When applying deep reinforcement learning in the real physical environment for decision-making, how to improve the sample efficiency while ensuring training stability is an urgent problem that needs to be solved. In order to solve this problem, some of on-policy algorithms are proposed and have achieved state-of-the-art performance. However, these on-policy algorithms, such as proximal policy optimization (PPO) algorithm, have the drawback of extremely low sample efficiency. In this study, we proposed a novel policy optimization method named improved proximal policy optimization algorithm based on sample adaptive reuse and dual-clipping (SARD-PPO) for robotic action control, which combines the advantage of the on-policy methods in training stability with the advantage of the off-policy methods in sample efficiency.
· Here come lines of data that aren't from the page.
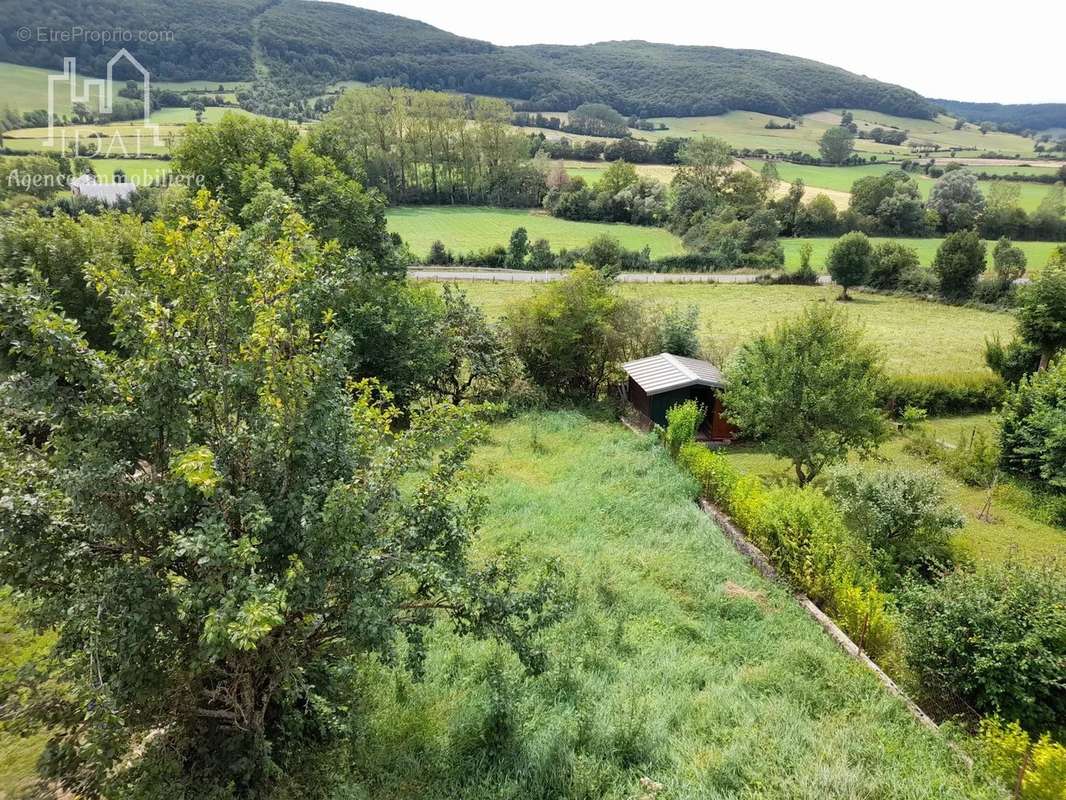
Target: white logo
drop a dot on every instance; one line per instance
(103, 92)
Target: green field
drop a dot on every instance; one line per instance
(1011, 530)
(744, 129)
(467, 228)
(139, 171)
(915, 336)
(677, 662)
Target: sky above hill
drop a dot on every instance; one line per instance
(955, 49)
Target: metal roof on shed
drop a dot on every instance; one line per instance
(658, 373)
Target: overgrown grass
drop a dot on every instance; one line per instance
(677, 664)
(915, 336)
(1011, 531)
(469, 228)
First, we analyzed the clipping mechanism of the PPO algorithm, devised a more constrained clipping mechanism based on the analysis of the relationship between the clipping mechanism and the objective constraints, and developed a policy updating method that reuses the old samples of the prior policy in a more principle-based way. Second, we ensured the training stability of the algorithm through element-level dual-clipping, as well as adaptive adjustment and reuse of the entire policy trajectory. The experimental results on six tasks in the MuJoCo benchmark indicate that SARD-PPO can significantly improve policy performance while balancing policy training stability and sample efficiency, outperforming the baseline PPO algorithm and other SOTA policy gradient methods using on- and off-policy samples in terms of overall performance.